Каждодневное, будничное катилось комом, между прочим. По рабочим дням в микроскоп поглядывала, исследовала посевные на желатине, опустошала продуктовые магазины. По выходным – к подругам на юбилеи. И чем дальше, тем круглее даты, тем дольше и тщательнее приходилось готовиться у трельяжа, в закуте, отрезанном от всего остального мира, пластиковой трехстворчатой перегородкой для переодевания.

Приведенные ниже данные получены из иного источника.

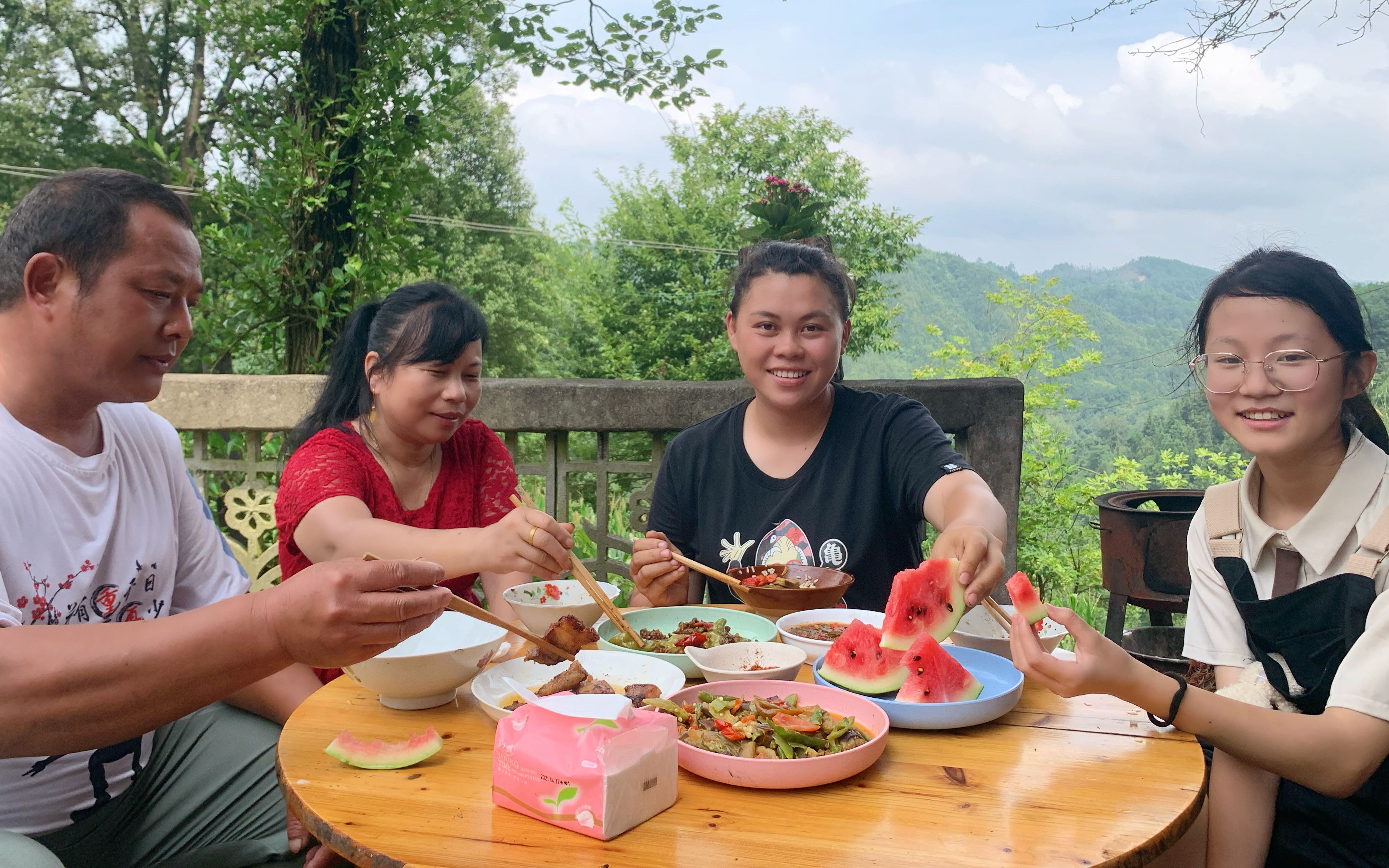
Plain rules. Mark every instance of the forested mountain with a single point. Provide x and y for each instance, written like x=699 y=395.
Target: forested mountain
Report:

Уютом и живой человечностью дышал он, вклинивался теплым, неряшливым куском в стройное, математически выверенное расположение мебели и вещей вокруг, напряженную больничную чистоту комнат и парадность прихожей. Кокетливо обвисали мамины платья и небрежно вывернутая наизнанку ночная сорочка. Порой попадались несвежие бюстгальтеры и чулки, исходившие прокисшими французскими духами польского производства. Сюда тайным эротоманом проникал Яшенька. Стыдливо вдыхал запретные ароматы. Командовал армией пузырьков и тюбиков. Смешивал хну с зубным порошком. Нанизывал на капроновые нити янтарные бусины с кромешинками внутри, любуясь на доисторических, зябнущих мушек. Набеги, бывало, замечали, побивали портупеей. Оставаясь один дома, каждый раз искушался. Еще любил, манипулируя зеркалами, точно гиперболоидом Гарина, уловить яичный желток солнца, утопить его в белобрысой, спутанной макушке. Плешка! Неровная, вытянутая, по контурам. В миниатюре расплывчатый Крымский полуостров. Земля предков! Прохладный поводырь ранних воспоминаний пробирался в заброшенные архивы памяти.

Светает. На чердаке среди бутылей самодельного виноградного переброда, спрятана в массивном серебряном окладе старинная икона. Лики святых задумчивы и тревожны. Со двора слышны редкие, глухие шаги. Кто-то чужой топчется, не решается войти внутрь. Это сыплются переспелые абрикосы. Желтеют на рыхлом глиноземе медовой, волокнистой мякотью. Ближе к обеду отберут самые цельные и крепкие, остальные по углам размечут. Муравейник у веранды, где потрескалась и осыпалась штукатурка, давно ожил. Его обитатели выстроились в цепочку, спешно перетаскивают безликие коконы, похожие на рисовые зерна. Под порогом скребется мышь. У соседей занялись собаки. Дядя Паша собирается на рынок торговать мохнатым, бордовым персиком. В малиннике горячие, алые росы вспыхивают с мизинец. Возьмешь три, рот полный, и языку не протолкнуться. Захлебываешься сладким до приторности соком. Солнце на востоке лениво выбирается из яблоневых колхозных садов.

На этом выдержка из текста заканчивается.